To find the volume of 0.100 M NaOH that corresponds to 0.0105 moles, we can use the equation:
Volume of NaOH = amount of NaOH / concentration of NaOH = 0.0105 moles / 0.100 mol/L = 0.105 L = 105.0 mL
Therefore, 105.0 mL of 0.100 M NaOH will react completely with 21.00 mL of 0.500 M HCl.
(b) For the reaction between HCl and Ba(OH)2, the molar ratio is 2:1, meaning that 2 moles of HCl react with 1 mole of Ba(OH)2. Therefore, the amount (in moles) of Ba(OH)2 needed to react completely with 0.0105 moles of HCl is 0.0105 / 2 = 0.00525 moles.
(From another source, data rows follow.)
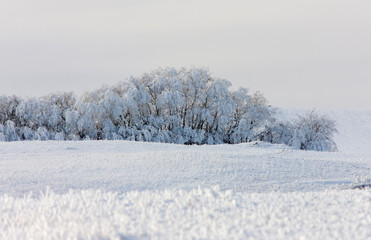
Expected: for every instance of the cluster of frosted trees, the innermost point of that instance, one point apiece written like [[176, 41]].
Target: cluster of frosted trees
[[186, 106]]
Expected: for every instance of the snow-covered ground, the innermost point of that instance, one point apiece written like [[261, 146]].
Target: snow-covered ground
[[132, 190]]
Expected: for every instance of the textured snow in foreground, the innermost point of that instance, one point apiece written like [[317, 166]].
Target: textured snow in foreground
[[178, 214], [132, 190]]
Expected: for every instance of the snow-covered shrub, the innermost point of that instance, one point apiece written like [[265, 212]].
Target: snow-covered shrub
[[10, 131], [314, 132], [309, 132], [184, 106]]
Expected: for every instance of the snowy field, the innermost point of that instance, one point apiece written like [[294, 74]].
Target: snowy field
[[132, 190]]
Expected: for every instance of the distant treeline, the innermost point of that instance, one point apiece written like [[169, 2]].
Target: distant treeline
[[185, 106]]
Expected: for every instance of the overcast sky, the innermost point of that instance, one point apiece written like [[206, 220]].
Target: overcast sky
[[299, 53]]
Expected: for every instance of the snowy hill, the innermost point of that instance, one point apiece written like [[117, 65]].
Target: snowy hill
[[354, 127], [135, 190]]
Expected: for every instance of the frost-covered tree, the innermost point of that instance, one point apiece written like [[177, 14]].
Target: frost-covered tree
[[314, 132], [184, 106]]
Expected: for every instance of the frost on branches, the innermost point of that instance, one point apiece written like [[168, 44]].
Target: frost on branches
[[186, 106]]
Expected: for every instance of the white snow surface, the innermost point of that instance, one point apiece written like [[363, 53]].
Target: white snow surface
[[133, 190]]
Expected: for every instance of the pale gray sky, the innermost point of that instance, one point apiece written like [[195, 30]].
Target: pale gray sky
[[299, 53]]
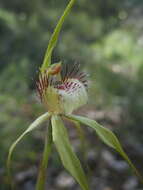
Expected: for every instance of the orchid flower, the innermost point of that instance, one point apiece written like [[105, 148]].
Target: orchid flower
[[62, 89]]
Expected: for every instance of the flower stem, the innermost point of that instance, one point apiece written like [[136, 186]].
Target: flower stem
[[41, 181]]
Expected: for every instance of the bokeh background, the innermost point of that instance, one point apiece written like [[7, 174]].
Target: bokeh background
[[106, 38]]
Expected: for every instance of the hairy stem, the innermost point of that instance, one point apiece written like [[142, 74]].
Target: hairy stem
[[41, 181]]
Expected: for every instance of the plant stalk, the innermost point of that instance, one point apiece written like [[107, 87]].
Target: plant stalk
[[41, 181]]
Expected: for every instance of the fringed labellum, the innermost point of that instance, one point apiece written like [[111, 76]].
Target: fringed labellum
[[62, 88]]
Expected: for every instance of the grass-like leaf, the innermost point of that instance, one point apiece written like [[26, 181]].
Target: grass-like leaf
[[108, 137], [54, 37], [33, 126], [68, 157]]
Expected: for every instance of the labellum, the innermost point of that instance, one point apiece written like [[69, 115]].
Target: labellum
[[62, 88]]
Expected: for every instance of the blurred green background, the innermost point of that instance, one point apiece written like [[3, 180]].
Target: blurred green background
[[106, 38]]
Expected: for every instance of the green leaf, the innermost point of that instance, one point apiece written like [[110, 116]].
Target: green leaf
[[33, 126], [54, 37], [108, 137], [68, 157]]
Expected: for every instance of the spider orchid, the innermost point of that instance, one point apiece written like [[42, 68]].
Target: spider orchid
[[62, 89]]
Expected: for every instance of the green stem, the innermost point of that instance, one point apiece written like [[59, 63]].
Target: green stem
[[41, 181], [54, 37]]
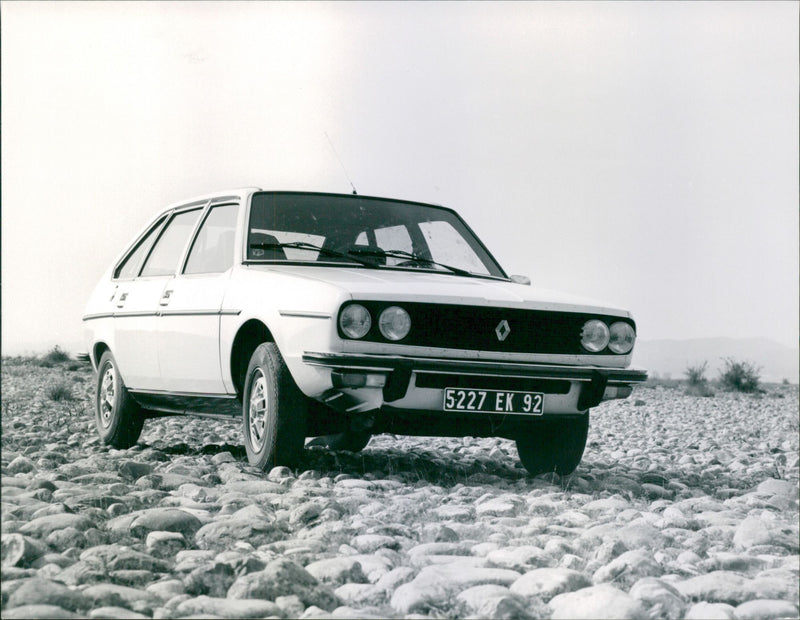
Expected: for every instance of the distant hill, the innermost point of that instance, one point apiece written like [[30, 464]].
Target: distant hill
[[670, 358]]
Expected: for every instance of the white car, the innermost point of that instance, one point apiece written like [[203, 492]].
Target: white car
[[341, 316]]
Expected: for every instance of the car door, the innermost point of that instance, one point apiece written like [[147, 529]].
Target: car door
[[137, 303], [190, 306]]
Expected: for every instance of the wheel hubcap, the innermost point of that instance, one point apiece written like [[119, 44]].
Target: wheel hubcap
[[257, 414], [107, 394]]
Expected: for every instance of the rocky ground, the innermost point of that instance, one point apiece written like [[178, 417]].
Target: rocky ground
[[683, 507]]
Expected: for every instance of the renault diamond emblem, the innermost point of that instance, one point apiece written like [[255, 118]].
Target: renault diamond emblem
[[502, 330]]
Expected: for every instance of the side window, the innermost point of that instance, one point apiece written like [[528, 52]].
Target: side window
[[163, 260], [129, 267], [448, 246], [212, 250]]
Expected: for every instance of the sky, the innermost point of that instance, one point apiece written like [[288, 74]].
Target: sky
[[643, 154]]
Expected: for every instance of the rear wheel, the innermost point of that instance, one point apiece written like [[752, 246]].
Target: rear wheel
[[118, 418], [553, 445], [273, 411]]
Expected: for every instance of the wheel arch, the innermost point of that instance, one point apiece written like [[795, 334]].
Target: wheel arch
[[251, 334], [97, 352]]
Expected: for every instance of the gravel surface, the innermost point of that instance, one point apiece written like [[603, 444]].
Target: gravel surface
[[683, 507]]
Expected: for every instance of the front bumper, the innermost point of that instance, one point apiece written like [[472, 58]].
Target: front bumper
[[589, 384]]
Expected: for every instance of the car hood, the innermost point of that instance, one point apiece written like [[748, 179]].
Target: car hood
[[422, 286]]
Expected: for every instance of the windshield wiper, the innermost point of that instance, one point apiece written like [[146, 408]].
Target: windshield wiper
[[302, 245], [410, 256]]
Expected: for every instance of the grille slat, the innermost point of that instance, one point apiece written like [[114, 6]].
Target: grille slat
[[476, 328]]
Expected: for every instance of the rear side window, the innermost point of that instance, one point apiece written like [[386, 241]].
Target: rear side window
[[163, 260], [129, 268], [212, 251]]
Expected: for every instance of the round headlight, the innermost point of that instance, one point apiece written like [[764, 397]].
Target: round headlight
[[622, 337], [394, 323], [594, 336], [355, 321]]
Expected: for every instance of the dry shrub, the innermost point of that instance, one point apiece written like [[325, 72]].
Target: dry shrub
[[696, 380], [740, 376], [56, 355], [59, 392]]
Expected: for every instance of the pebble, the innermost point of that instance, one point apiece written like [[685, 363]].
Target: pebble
[[596, 602], [181, 526], [545, 583], [435, 584]]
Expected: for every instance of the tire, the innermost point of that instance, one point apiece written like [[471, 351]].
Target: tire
[[118, 418], [273, 411], [352, 441], [553, 445]]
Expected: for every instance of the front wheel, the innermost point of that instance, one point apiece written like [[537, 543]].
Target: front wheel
[[553, 445], [273, 411], [118, 418]]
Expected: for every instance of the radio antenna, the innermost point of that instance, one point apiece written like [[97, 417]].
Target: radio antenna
[[335, 154]]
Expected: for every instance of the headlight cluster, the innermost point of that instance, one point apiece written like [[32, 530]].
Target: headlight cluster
[[394, 322], [596, 336]]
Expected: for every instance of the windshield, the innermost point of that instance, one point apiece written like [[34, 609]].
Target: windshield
[[336, 229]]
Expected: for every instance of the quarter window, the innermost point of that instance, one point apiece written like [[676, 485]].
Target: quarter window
[[129, 268], [163, 260], [212, 251]]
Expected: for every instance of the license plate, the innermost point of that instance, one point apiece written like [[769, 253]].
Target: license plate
[[493, 401]]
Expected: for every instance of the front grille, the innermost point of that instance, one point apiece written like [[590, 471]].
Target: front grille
[[518, 384], [476, 328]]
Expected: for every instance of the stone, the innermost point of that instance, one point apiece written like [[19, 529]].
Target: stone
[[227, 608], [39, 611], [164, 520], [661, 599], [20, 465], [710, 611], [211, 579], [166, 589], [627, 568], [606, 505], [109, 595], [503, 506], [370, 543], [766, 609], [66, 538], [773, 486], [358, 568], [131, 470], [715, 587], [599, 602], [545, 583], [640, 534], [19, 550], [165, 544], [283, 577], [434, 585], [119, 557], [81, 573], [116, 612], [496, 602], [254, 487], [46, 592], [357, 593], [42, 526], [224, 533], [520, 559]]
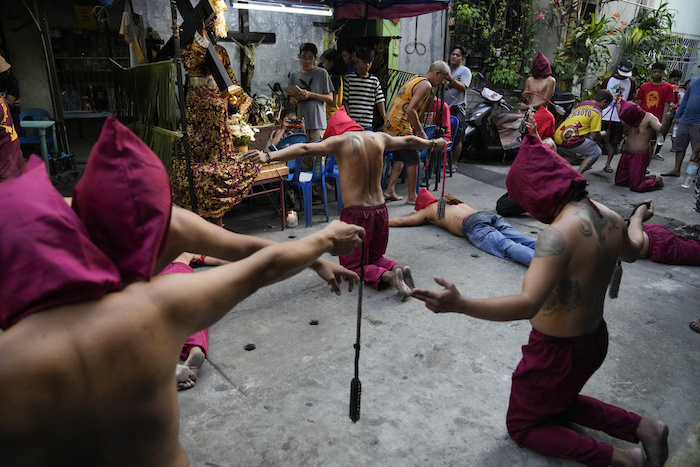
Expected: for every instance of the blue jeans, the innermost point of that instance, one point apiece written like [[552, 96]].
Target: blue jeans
[[491, 233]]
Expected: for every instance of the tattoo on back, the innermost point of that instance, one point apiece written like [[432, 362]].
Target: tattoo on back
[[594, 222], [550, 243], [568, 295], [356, 143]]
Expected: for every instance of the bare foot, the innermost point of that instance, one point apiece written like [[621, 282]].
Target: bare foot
[[633, 457], [186, 374], [408, 277], [400, 284], [654, 437]]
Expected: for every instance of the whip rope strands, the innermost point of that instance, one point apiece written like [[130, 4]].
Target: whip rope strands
[[355, 385], [442, 202]]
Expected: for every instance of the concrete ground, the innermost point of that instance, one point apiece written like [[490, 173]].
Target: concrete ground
[[434, 387]]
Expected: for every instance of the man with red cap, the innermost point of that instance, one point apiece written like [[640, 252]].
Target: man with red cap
[[486, 231], [538, 92], [562, 296], [641, 125], [360, 160], [89, 335]]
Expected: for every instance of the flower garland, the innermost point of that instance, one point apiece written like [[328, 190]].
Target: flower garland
[[219, 6], [241, 132]]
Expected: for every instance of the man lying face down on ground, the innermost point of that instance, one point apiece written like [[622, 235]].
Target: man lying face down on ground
[[562, 296], [91, 338]]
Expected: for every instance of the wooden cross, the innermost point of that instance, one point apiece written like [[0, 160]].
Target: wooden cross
[[247, 41]]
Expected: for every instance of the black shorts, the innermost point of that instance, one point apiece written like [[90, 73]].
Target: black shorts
[[461, 116], [407, 156], [614, 132]]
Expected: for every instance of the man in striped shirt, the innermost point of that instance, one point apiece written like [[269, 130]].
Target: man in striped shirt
[[362, 92]]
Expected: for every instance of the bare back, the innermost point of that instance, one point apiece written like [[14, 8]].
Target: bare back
[[454, 217], [542, 86], [574, 259], [360, 163], [638, 137], [97, 386]]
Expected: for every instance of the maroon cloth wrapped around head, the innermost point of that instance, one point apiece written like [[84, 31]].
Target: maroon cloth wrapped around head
[[341, 123], [48, 259], [124, 200], [631, 113], [541, 181], [541, 67], [424, 199]]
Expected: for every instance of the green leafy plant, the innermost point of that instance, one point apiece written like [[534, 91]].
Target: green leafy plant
[[586, 50], [648, 38], [487, 26]]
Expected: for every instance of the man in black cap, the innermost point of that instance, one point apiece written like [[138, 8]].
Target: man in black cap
[[621, 84]]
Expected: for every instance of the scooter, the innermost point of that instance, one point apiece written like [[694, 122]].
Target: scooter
[[492, 128]]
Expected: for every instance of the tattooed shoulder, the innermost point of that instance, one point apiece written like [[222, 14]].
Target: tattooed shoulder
[[550, 243], [356, 143]]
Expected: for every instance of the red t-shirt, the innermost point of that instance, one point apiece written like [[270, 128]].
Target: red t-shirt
[[653, 97]]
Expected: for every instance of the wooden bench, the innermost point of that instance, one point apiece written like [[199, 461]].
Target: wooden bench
[[274, 173]]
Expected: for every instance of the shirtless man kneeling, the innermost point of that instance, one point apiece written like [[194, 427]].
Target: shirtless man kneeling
[[641, 126], [488, 232], [90, 348], [562, 297], [359, 155]]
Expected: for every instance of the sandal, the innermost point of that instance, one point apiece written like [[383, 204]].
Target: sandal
[[695, 325]]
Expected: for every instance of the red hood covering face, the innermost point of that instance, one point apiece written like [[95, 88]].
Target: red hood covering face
[[541, 67], [631, 113], [541, 181], [424, 199], [341, 123]]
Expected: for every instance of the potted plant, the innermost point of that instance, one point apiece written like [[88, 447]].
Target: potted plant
[[242, 133]]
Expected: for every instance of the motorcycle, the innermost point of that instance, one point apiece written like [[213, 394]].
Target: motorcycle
[[492, 128]]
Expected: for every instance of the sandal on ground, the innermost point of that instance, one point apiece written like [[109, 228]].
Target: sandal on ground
[[695, 325]]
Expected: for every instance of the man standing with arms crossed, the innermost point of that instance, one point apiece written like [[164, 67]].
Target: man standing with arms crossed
[[359, 155], [562, 296], [456, 98], [403, 119]]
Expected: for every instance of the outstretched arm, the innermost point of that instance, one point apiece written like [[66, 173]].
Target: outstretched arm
[[192, 302], [546, 268], [417, 218], [189, 232], [393, 143], [331, 145]]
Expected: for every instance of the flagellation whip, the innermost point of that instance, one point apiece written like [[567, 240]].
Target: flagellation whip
[[442, 202], [355, 385]]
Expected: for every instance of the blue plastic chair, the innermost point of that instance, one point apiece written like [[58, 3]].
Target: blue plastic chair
[[288, 140], [303, 182], [332, 172], [454, 126], [423, 157], [35, 114]]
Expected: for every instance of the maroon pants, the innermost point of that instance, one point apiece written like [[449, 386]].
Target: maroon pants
[[545, 394], [375, 221], [631, 172], [200, 338], [668, 248]]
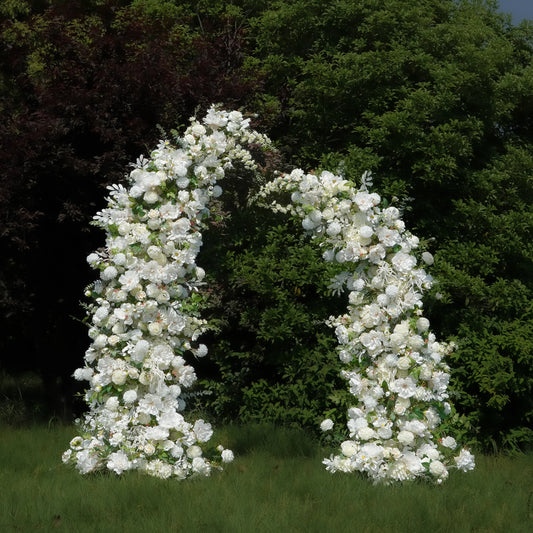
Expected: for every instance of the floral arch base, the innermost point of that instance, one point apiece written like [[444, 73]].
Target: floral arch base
[[143, 317]]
To find the volume of 0.0500 M Ba(OH)2 that corresponds to 0.00525 moles, we can use the equation:
Volume of Ba(OH)2 = amount of Ba(OH)2 / concentration of Ba(OH)2 = 0.00525 moles / 0.0500 mol/L = 0.105 L = 105.0 mL
Therefore, 105.0 mL of 0.0500 M Ba(OH)2 will react completely with 21.00 mL of 0.500 M HCl.
(c) For the reaction between HCl and KOH, the molar ratio is 1:1, meaning that 1 mole of HCl reacts with 1 mole of KOH. Therefore, the amount (in moles) of KOH needed to react completely with 0.0105 moles of HCl is also 0.0105 moles.
To find the volume of 0.250 M KOH that corresponds to 0.0105 moles, we can use the equation:
Volume of KOH = amount of KOH / concentration of KOH = 0.0105 moles / 0.250 mol/L = 0.042 L = 42.0 mL
Therefore, 42.0 mL of 0.250 M KOH will react completely with 21.00 mL of 0.500 M HCl.